Efficient Multi-view Video Coding Scheme Based On Dynamic Video Object Segmentation

Efficient Multi-view Video Coding Scheme Based On Dynamic Video Object Segmentation

Date

2007-08-23T01:56:06Z

Publisher

Computer Science & Engineering

Abstract

Multi-view video, which simultaneously acquires multiple video sequences from multiple viewpoints or view directions, is poised to become the next generation video technology. Exploiting redundancy is the hallmark of traditional video coding but is even more essential in multi-view video coding (MVC) where the data size is extremely large. The exploitation of additional redundancies, however, incurs extra computational overhead, thereby counteracting the benefits gained from coding efficiency. This dissertation proposes an efficient MVC scheme that provides a complete encoding solution with low complexity. This includes exploitation of inter- and intra-view redundancies for achieving high coding efficiency, and exploitation of inter-view and temporal domain coded information for lowering the coding complexity. In order to be compatible with single-view applications, a multi-view scene typically consists of at least one base view (BV) and multiple enhancement views (EVs). The proposed encoding scheme first segments the pre-encoded BV into objects and background using a proposed fast segmentation technique with low overhead. Next, it generates the initial disparity maps (DM) of each object and background as well as initial inter-view prediction frame for each EV using an object registration and warping algorithm. With this initial DM, fast EV coding can be realized by using the coded information in BV. This approach has several advantages: First, the DMs for EVs are refined based on the initial DM within small search range. Second, disparity vectors (DVs) are differentially encoded with respect to the initial DV, which leads to bit-rate savings and reduced computational complexity.
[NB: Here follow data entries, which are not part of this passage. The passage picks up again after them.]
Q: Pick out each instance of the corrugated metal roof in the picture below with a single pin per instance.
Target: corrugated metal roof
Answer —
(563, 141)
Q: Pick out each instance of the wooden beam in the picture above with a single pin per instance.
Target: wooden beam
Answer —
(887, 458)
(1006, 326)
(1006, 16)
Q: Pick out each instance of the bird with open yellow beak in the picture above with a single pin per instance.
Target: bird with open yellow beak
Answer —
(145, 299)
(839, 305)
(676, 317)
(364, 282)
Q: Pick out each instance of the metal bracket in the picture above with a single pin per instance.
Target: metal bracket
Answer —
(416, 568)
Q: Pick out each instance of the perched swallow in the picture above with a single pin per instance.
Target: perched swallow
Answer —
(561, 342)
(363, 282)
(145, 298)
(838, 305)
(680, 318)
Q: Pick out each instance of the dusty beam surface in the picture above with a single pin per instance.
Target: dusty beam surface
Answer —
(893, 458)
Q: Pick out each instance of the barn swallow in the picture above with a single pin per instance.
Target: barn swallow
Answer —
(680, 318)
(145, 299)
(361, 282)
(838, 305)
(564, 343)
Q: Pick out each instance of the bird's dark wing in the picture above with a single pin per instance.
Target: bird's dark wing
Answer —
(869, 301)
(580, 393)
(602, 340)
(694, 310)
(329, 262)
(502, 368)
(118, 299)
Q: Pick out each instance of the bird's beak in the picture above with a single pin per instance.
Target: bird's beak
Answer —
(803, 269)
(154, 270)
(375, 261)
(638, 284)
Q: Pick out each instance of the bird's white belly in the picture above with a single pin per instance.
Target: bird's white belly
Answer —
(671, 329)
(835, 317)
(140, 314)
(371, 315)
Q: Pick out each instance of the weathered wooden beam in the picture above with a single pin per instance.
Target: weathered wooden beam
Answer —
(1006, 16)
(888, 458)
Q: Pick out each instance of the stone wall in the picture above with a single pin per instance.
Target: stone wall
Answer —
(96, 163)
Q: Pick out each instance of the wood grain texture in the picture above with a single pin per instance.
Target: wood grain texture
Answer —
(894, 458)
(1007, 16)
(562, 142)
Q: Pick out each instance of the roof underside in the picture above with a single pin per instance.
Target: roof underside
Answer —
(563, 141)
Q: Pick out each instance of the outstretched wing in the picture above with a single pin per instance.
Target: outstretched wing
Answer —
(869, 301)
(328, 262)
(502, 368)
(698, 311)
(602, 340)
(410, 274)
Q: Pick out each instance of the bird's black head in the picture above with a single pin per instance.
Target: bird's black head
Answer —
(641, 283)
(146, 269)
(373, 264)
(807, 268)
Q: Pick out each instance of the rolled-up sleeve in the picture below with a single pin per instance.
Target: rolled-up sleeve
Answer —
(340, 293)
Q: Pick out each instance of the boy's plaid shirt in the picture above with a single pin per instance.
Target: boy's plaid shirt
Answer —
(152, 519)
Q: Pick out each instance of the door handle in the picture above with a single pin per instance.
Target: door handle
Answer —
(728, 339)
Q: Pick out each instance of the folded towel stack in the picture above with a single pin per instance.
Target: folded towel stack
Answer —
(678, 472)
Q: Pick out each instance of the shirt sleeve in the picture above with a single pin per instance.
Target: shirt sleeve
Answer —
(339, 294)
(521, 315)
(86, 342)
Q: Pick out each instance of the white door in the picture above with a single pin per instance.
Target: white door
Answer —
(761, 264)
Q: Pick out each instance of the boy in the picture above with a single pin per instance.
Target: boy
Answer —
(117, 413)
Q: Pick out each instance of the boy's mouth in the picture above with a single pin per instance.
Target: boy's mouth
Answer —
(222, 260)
Third, in addition to block-based disparity compensated prediction, one more inter-view prediction is provided, which enhances accuracy with low encoding overhead. Fourth, guided by the initial DM, the motion vectors (MVs) of the EV are predicted from the MV field of the BV, which leads to lower complexity motion estimation. Another contribution of this work is an efficient frame-based segmentation algorithm for MVC. The algorithm combines the intensity of the reconstructed frame and MVs obtained from the pre-encoded base view in MVC to segment objects in fast turnaround time. The proposed segmentation, object warping and registration methodologies, collectively provide a complete compression scheme.